Imitating Experts with Privileged Information (via Zoom)

Abstract: Imitation learning is a flexible paradigm for programming robots implicitly  through demonstrations, interventions or preferences. However, often times the expert has access to context that is hidden from the learner. For instance, in self-driving, the human expert has richer context about the scene than the limited perception system of the car. While a common solution is to add a history of past states and actions to the model, practitioners have often noted that off-policy methods lead to a “latching effect” where the learner simply repeats the past action. On the other hand, on-policy approaches that leverage interaction with the demonstrator or the environment are able to match expert performance in the limit. We study this question and show a sharp phase transition in performance of off-policy approaches in contrast to uniformly good performance of on-policy approaches. We believe that this strong separation helps explain the variable performance of behavior cloning, even in regimes with large data and powerful model classes, and the consistent success of on-policy methods across domains like search, self-driving and mobile manipulation.

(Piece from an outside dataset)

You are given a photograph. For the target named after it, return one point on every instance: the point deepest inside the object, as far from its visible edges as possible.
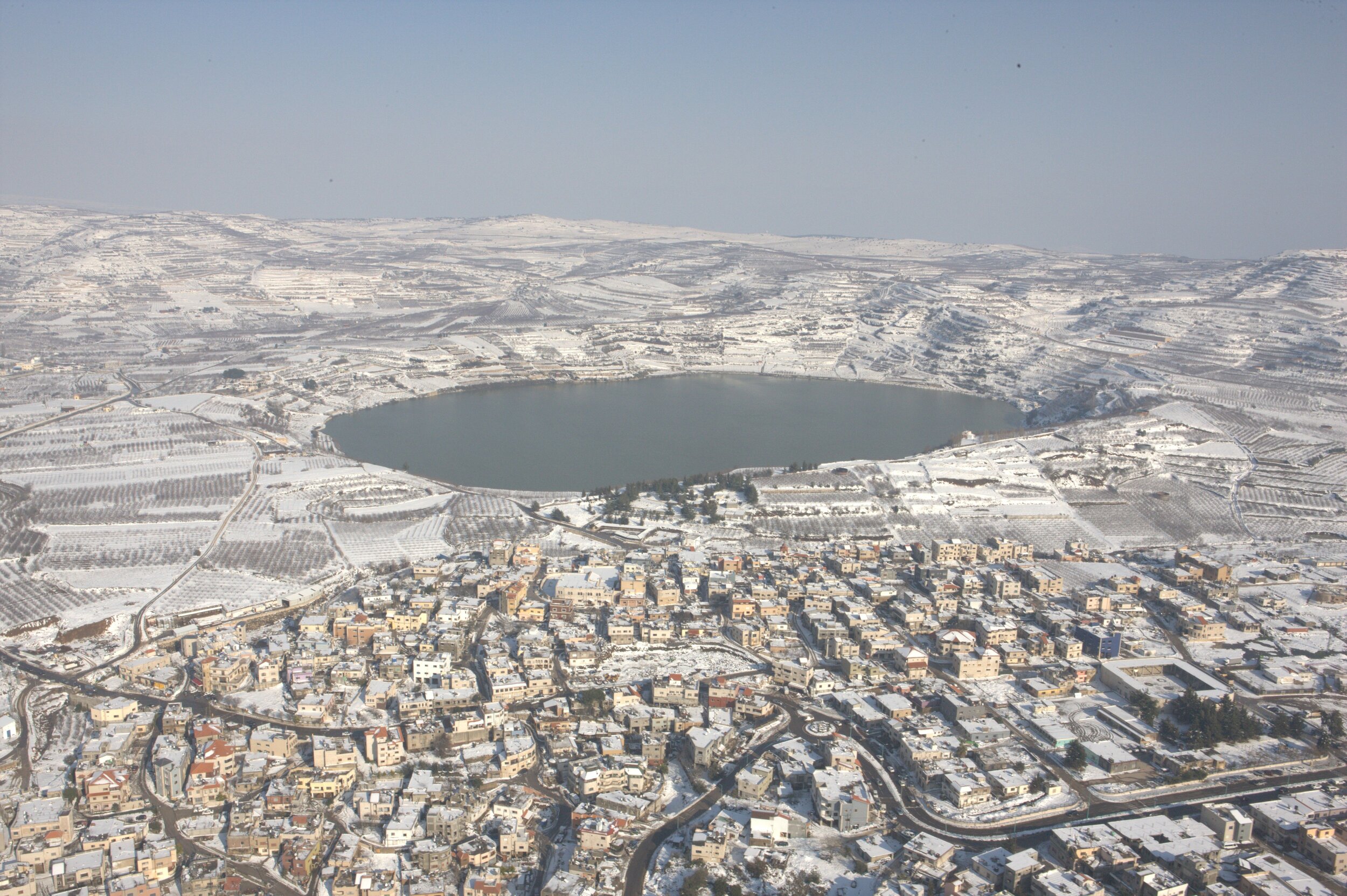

Bio: Sanjiban Choudhury is an Assistant Professor in the Department of Computer Science at Cornell University and a Research Scientist at Aurora Innovation. His research goal is to enable robots to work seamlessly alongside human partners in the wild. To this end, his work focuses on imitation learning, decision making and human-robot interaction. He did his Ph.D. in Robotics from Carnegie Mellon University and was a Postdoctoral fellow at the University of Washington. His research has received best paper awards at ICAPS 2019, finalist for IJRR 2018, and AHS 2014, and winner of the 2018 Howard Hughes award. He is a Siebel Scholar, class of 2013.